Safety, Earthquakes, and Construction

According to the United States Geological Survey(USGS), there are several million earthquakes happen every year around the globe. Most of them are undetectable and about 500,000 are detectable but only 100,000 of these are felt by us. However, what concerns us the most is the number of earthquakes that can cause damage and that’s roughly a hundred in a year.

Apparently, our species have been in the world for more than 200,000 years and we’ve come a long way in our attempt in conquering nature. Nature is both a preserver and a destroyer; most of our development is actually focused on trying to harness its power and use it to remove nature’s negative attribute.

Earthquakes and the construction industry is no doubt connected to each other. The concept of an earthquake is always visualized with buildings crumbling down, ceilings falling off, and roads cracking. Seeing such images makes us realize and hope at the same time that we had better infrastructures and there are several methods that could reinforce a structure other than bars and concretes.

Earthquake Engineering

Earthquake engineering is an interdisciplinary branch of engineering that designs and analyzes structures but specifically focused on functions that are earthquake related. Its main purpose is concerned with protecting society, natural environment and man-made environment from the destructive force of an earthquake. It doesn’t necessarily mean that they have to invent buildings that are completely invulnerable but structures that can withstand the seismic effects while sustaining minimal or acceptable amount of damage. Take note, a properly engineered structure doesn’t necessarily have to be extremely strong or expensive.

 

Here are three processes or methods on how the construction industry improves modern buildings’ resilience on earthquakes.

1. Seismic Design

CCTV Building, Beijing, China

Above: Aside from exterior forces – it can resist an earthquake of up to 8 — the CCTV Building in Beijing has a cantilevered shape that puts enormous pressure on the building from gravity and other lateral forces.

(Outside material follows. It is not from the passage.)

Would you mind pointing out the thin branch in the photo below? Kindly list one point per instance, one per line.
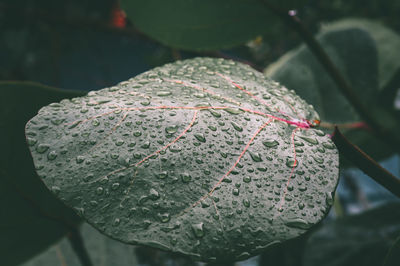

This is probably the most common requirement before a construction entity can raise a building in a certain place. The design is based on a sanctioned engineering principles and procedures meant to strengthen buildings against earthquakes. Seismic designs are only based on up-to-date knowledge and experiments of trial and error so it can never guarantee a hundred percent fortification against collapse or serious damage. They are are solely based on understanding the imaginable course of failure during such disasters, therefore, the main purpose of this method is to minimize casualties or loss of life.

 

 

 

2. Tuned Mass Dampers

Construction Details of Taipei 101

Taipei 101 Earthquake Engineering

Obviously, the higher the building the complex its structure becomes and the greater risk for safety. For skyscrapers, it’s not only earthquakes that they have to think about but also typhoons and strong winds. One of the famous skyscrapers that has this feature of controlling seismic vibrations is Tapei 101, formerly known as Taipei World Financial Center.

The tall building stands on the Asia-pacific where typhoons and tremors are common. The tuned mass damper in this building is a pendulum weighing approximately 600 metric tons is suspended at the top through several floors and sways to decrease movements that are caused by earthquakes.

 

3. Base Isolation

This kind of method is founded on the idea that the whole base of the building should not be directly constructed on the ground. Isolating the base through different techniques aims to prevent the kinetic energy of the earthquake to the building. The principle of separating the structure from the ground is to enable it to move somewhat independently and that can minimize the movement during earthquakes. However, the degree to how massive and minimal the energy from the ground that’s going to be transferred to the building depends on the technology that’s used.